I really didn't have a plan for the next couple of days so I took a look at the weather forecast in various areas. I saw that it was going to be nice in Denali National Park later in the week so I decided to start making my way north.
There was a full moon last night and I had read that the bore tide is higher in the days surrounding a full moon so I thought I would head up to Hope to check it out. The Turnagain Arm is one of only a relative few places in the world where you can see this phenomenon. A tidal bore occurs when the leading edge of the incoming tide forms a wave (or waves) of water that travels up a river or narrow bay against the direction of the river or bay's current. A bunch of variables are required for a tidal bore to occur and Turnagain Arm has all of them. When particularly good bore tides are predicted, people will surf them all the way into the arm.
I traveled north on the Seward Highway and then took the Hope Highway into the small town of Hope. I arrived in the early evening, found a campsite at Porcupine Rec Area Campground and settled in for the night. I was planning to go into town in the morning, get breakfast at a cafe, and hopefully find wifi so that I could work on the blog until it was time to watch the tide.
When I drove into town in the morning, I discovered that Hope is a REALLY small town - what I thought was the only restaurant in town (Seaview Cafe and Bar) is only open on the weekends. The Seaview has live music on Friday and Saturday and, from what I've heard, becomes quite the party place. But now it was very quiet here. I did find a restaurant called New Discovery and they had a decently fast wifi connection so I ordered a breakfast burrito and got to work on my blog. I ended up sitting there so long that I felt obligated to order more food and they had the best-looking pie I have ever seen. I went with the Salted Caramel Apple (ala mode of course) and, it was not only the best-looking pie... it was the best tasting pie I have ever had! It was incredible.
I drove around and took a few pictures of the historic buildings and learned a little about the town's past. As is the case with many towns in Alaska, gold was the reason for its existence. Most of the buildings I saw were built in the late 1800's and mining occurred until around 1940. It is now a quaint town with a beautiful location on Turnagain Arm, a few cafes and one bar. There are a few cabins that look like they might be places that Anchorage residents come to in the summer and the live music at the Seaview appears to attract a young, hip crowd on the weekends.
I had looked up the tide tables and discovered that low tide would be at 2:51 pm. That was Anchorage time so I had to account for the fact that it would take the wave a while to reach Hope. This is where I made my mistake. I missed the initial wave because I had figured too much time and didn't start watching for it until it was over. Oh well - maybe I will have another opportunity to see it while I am here.

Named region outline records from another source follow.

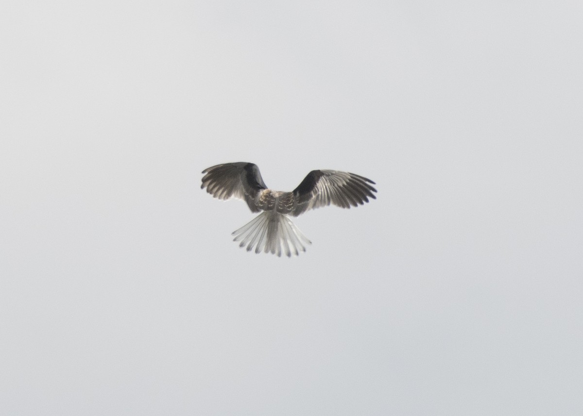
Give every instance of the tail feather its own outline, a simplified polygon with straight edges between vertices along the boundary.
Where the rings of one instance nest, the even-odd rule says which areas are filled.
[[[262,251],[290,257],[305,251],[306,245],[311,244],[305,235],[287,217],[273,211],[265,211],[240,228],[234,231],[234,241],[240,241],[240,247],[247,245],[247,251],[255,247],[255,253]]]

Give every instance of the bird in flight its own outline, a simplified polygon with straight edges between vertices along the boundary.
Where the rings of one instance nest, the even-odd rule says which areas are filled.
[[[308,210],[329,205],[341,208],[358,206],[376,199],[377,190],[370,179],[348,172],[312,171],[297,188],[290,192],[268,189],[257,165],[247,162],[224,163],[202,171],[201,189],[213,198],[243,199],[251,212],[263,211],[257,217],[234,231],[235,241],[247,251],[255,247],[262,251],[288,257],[305,251],[304,244],[311,244],[288,216],[297,217]]]

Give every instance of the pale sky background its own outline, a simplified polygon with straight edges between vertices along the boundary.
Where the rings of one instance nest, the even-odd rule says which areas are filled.
[[[7,1],[0,414],[583,414],[583,5]],[[199,189],[378,199],[291,259]]]

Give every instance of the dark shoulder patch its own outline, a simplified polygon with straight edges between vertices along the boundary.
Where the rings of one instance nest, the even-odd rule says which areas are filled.
[[[322,176],[324,176],[324,172],[322,171],[312,171],[304,178],[297,188],[293,190],[294,195],[300,196],[310,193],[315,188],[318,180]]]
[[[267,189],[267,186],[263,182],[263,178],[261,178],[261,174],[259,173],[257,165],[254,163],[248,163],[243,167],[243,170],[245,171],[245,179],[251,189],[256,191]]]

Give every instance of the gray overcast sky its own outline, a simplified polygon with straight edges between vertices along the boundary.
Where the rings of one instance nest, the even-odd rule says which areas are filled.
[[[583,414],[583,6],[8,1],[0,414]],[[289,259],[199,189],[378,199]]]

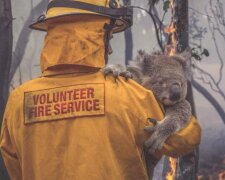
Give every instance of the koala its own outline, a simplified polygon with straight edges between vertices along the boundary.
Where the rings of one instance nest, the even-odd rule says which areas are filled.
[[[103,69],[105,75],[113,73],[114,77],[122,75],[126,79],[133,78],[145,88],[152,90],[156,99],[164,106],[164,119],[150,119],[154,126],[145,128],[147,132],[152,132],[151,137],[145,142],[145,147],[151,154],[161,149],[170,135],[184,128],[192,116],[191,106],[185,99],[187,80],[191,74],[187,61],[190,58],[189,54],[184,52],[176,56],[167,56],[139,51],[136,59],[130,61],[126,68],[121,65],[107,65]]]

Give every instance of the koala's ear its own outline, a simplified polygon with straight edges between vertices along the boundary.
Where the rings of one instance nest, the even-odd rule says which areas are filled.
[[[185,62],[191,60],[191,49],[188,47],[182,53],[178,54]]]

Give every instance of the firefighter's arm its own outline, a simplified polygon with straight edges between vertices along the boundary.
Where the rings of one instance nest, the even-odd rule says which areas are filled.
[[[2,122],[0,150],[10,179],[20,180],[22,179],[21,166],[18,160],[15,143],[10,133],[10,128],[8,125],[9,123],[8,121],[11,120],[13,116],[11,114],[13,106],[10,106],[10,104],[11,102],[9,99]]]
[[[185,155],[196,148],[201,141],[201,128],[195,117],[192,117],[187,127],[171,135],[158,152],[171,157]]]
[[[163,109],[162,106],[159,105],[157,100],[152,94],[148,94],[146,96],[148,99],[146,103],[151,103],[151,106],[148,107],[149,118],[154,118],[157,120],[163,119]],[[149,125],[152,126],[150,123]],[[148,139],[149,136],[148,133]],[[177,133],[169,136],[165,141],[163,147],[160,150],[155,152],[155,155],[160,158],[162,155],[167,155],[171,157],[179,157],[185,155],[192,150],[194,150],[199,144],[201,140],[201,128],[195,117],[192,117],[188,125]]]

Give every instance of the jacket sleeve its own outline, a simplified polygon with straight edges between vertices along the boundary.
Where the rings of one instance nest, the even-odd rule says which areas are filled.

After leaving Hope, I went to Anchorage for a couple of nights. I really like the free camping at Cabela's and now know where I can find decent wifi. It's funny but I had not planned to spend any nights in Anchorage initially - partly because people talked about how unsafe it is (?) and partly because I didn't think I needed to spend time in a big city - but I do like the options of larger grocery stores and cheaper gas. I had been keeping my eye on the weather forecast and it still looked like it was going to be nice in Denali so I started north.
I wanted to check out Talkeetna even though it sounded kind of touristy from what I had heard so I had that be my destination for the day. The Talkeetna area is where many flightseeing tours leave from so I saw a lot of float planes on lakes along the road to town as well as flying above. Right before town there is a rest stop that offered my first peek at Denali. It was a beautiful view of the Alaska Range but, as usual, Denali was shrouded in clouds. There was a time where the tip of the mountain came out of the top of the clouds but I didn't see the mountain in its full glory.
Once I got into Talkeetna, I could see that my preconception of the town being touristy was correct. I decided to park and walk around a bit anyway. There were the usual tour operators as well as shops and restaurants but there was also some historic buildings and a salmon education center. I couldn't resist walking into a shop named Aurora Dora and found it was a woman named Dora who photographs and sells prints of the Aurora Borealis. Dora herself mans the shop and I got talking with her about my desire to photograph some northern lights while I am here. She gave me a couple of websites to check the probability of seeing them and showed me a couple of pictures she shot in late August so I left encouraged. She was a really helpful and interesting woman.
I left Talkeetna and continued north toward Alaska's newest State Park campground - K’esugi Ken in Denali State Park. I had heard good things about it and, it has electric and is only $30/night. This is a great price for a campsite with electric in Alaska. It's a huge bonus that it comes with jaw-dropping views of the Alaska Range and, if you're lucky, Denali. The Great One didn't reveal itself to me that day but I am hoping to see it in it's namesake National Park when I visit tomorrow.
I'll take one more hike to the lookout at the campground tomorrow morning and then it's on to Denali!